Bridging the Performance Gap between DETR and R-CNN for Graphical Object Detection in Document Images

This paper takes an important step in bridging the performance gap between DETR and R-CNN for graphical object detection. Existing graphical object detection approaches have enjoyed recent enhancements in CNN-based object detection methods, achieving remarkable progress. Recently, Transformer-based detectors have considerably boosted the generic object detection performance, eliminating the need for hand-crafted features or post-processing steps such as Non-Maximum Suppression (NMS) using object queries. However, the effectiveness of such enhanced transformer-based detection algorithms has yet to be verified for the problem of graphical object detection. Essentially, inspired by the latest advancements in the DETR, we employ the existing detection transformer with few modifications for graphical object detection. We modify object queries in different ways, using points, anchor boxes and adding positive and negative noise to the anchors to boost performance. These modifications allow for better handling of objects with varying sizes and aspect ratios, more robustness to small variations in object positions and sizes, and improved image discrimination between objects and non-objects. We evaluate our approach on the four graphical datasets: PubTables, TableBank, NTable and PubLaynet. Upon integrating query modifications in the DETR, we outperform prior works and achieve new state-of-the-art results with the mAP of 96.9\%, 95.7\% and 99.3\% on TableBank, PubLaynet, PubTables, respectively. The results from extensive ablations show that transformer-based methods are more effective for document analysis analogous to other applications. We hope this study draws more attention to the research of using detection transformers in document image analysis.

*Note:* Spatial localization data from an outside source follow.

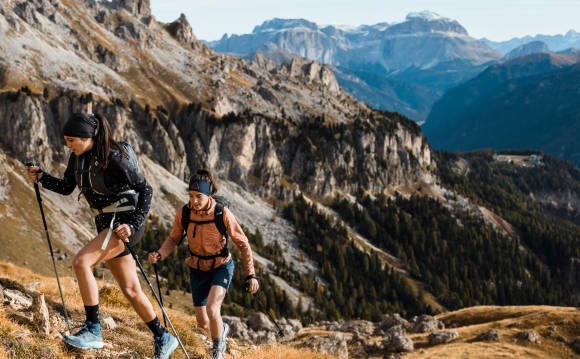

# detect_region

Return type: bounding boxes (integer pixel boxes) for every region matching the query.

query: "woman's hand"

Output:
[26,166,43,183]
[246,278,259,294]
[113,224,132,242]
[148,251,162,264]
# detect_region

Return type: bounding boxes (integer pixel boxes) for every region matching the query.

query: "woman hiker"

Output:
[148,169,259,359]
[26,113,178,359]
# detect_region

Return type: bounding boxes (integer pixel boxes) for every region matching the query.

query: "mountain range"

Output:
[208,12,502,123]
[423,52,580,167]
[483,30,580,54]
[0,1,579,357]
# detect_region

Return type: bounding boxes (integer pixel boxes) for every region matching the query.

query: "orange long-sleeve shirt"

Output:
[158,197,255,276]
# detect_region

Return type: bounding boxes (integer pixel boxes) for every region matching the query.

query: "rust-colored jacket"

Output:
[158,197,255,276]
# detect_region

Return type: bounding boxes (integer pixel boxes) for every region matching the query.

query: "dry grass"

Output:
[237,345,338,359]
[405,305,580,359]
[0,261,344,358]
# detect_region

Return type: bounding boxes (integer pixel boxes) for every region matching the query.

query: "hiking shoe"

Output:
[210,346,223,359]
[219,322,229,353]
[153,330,178,359]
[63,321,103,349]
[210,322,229,358]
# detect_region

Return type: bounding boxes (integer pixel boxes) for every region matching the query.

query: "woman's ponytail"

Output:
[92,113,124,170]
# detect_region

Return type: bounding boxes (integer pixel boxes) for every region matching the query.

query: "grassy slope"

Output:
[1,262,579,358]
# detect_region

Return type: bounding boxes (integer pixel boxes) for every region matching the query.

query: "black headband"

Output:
[63,113,98,138]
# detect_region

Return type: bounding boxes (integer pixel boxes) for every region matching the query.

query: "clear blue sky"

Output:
[150,0,579,42]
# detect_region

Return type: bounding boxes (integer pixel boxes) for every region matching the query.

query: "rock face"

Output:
[113,0,151,18]
[0,0,434,202]
[165,13,204,51]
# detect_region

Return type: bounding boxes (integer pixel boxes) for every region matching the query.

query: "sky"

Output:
[150,0,579,42]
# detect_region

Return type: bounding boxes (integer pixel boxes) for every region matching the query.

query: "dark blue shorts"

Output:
[189,258,234,307]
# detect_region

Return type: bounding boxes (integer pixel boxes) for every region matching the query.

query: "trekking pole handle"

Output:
[25,162,43,201]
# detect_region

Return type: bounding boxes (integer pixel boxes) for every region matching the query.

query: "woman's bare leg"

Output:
[72,229,126,305]
[106,254,156,322]
[206,285,226,338]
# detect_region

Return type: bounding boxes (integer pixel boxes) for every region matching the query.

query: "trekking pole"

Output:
[125,244,190,359]
[152,263,167,327]
[245,283,284,337]
[25,162,72,332]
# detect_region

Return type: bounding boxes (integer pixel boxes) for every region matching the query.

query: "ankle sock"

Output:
[84,304,100,324]
[146,317,166,337]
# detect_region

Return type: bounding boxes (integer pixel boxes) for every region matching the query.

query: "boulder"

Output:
[382,325,414,353]
[4,289,33,311]
[245,312,276,332]
[306,334,349,358]
[30,290,50,335]
[475,329,500,342]
[428,331,459,345]
[101,315,117,330]
[223,316,251,342]
[340,319,375,336]
[410,315,445,333]
[516,330,540,344]
[375,313,409,335]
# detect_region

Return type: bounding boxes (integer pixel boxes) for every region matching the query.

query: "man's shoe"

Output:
[63,321,104,349]
[210,322,229,358]
[153,330,178,359]
[218,323,229,354]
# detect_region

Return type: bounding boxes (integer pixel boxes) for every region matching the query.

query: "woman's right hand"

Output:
[26,166,43,183]
[148,251,161,264]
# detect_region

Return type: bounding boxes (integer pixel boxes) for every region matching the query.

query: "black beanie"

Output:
[63,113,98,138]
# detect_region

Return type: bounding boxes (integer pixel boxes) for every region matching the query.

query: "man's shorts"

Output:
[189,258,234,307]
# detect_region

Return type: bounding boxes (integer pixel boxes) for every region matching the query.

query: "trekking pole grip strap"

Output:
[245,274,257,282]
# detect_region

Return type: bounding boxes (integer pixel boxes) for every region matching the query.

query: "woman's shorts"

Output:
[189,258,234,307]
[95,213,145,258]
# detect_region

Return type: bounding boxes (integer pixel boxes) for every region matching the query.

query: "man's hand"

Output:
[148,251,162,264]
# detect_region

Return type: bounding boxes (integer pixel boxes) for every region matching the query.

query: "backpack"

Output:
[179,195,231,267]
[75,141,140,196]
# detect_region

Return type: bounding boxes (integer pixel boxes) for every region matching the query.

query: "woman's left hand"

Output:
[246,278,259,294]
[113,224,132,242]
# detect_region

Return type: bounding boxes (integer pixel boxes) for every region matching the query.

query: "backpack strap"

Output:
[214,202,230,257]
[178,204,190,246]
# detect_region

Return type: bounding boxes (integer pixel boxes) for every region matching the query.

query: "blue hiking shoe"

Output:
[153,330,178,359]
[63,321,103,349]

翻译：本文在弥合DETR与R-CNN在图形目标检测中的性能差距方面迈出了重要一步。现有图形目标检测方法借助基于CNN的目标检测技术的最新进展，已取得显著成果。近年来，基于Transformer的检测器通过使用目标查询（object queries）消除了手工特征设计及非极大值抑制（NMS）等后处理步骤，大幅提升了通用目标检测性能。然而，此类增强型Transformer检测算法在图形目标检测问题中的有效性尚未得到验证。受DETR最新进展启发，本文直接采用现有检测Transformer架构，通过少量修改实现图形目标检测。我们以不同方式修改目标查询：使用点、锚框（anchor boxes），并向锚框添加正负噪声以提升性能。这些修改使模型能更好处理不同尺寸和纵横比的目标，增强对目标位置和尺寸微小变化的鲁棒性，并改善图像中目标与非目标的判别能力。我们在四个图形数据集（PubTables、TableBank、NTable和PubLaynet）上评估方法。在DETR中集成查询修改后，我们在TableBank、PubLaynet和PubTables上分别取得了96.9%、95.7%和99.3%的mAP新最佳结果。大量消融实验表明，与其他应用类似，基于Transformer的方法在文档分析中更为有效。本研究有望推动检测Transformer在文档图像分析领域的进一步研究。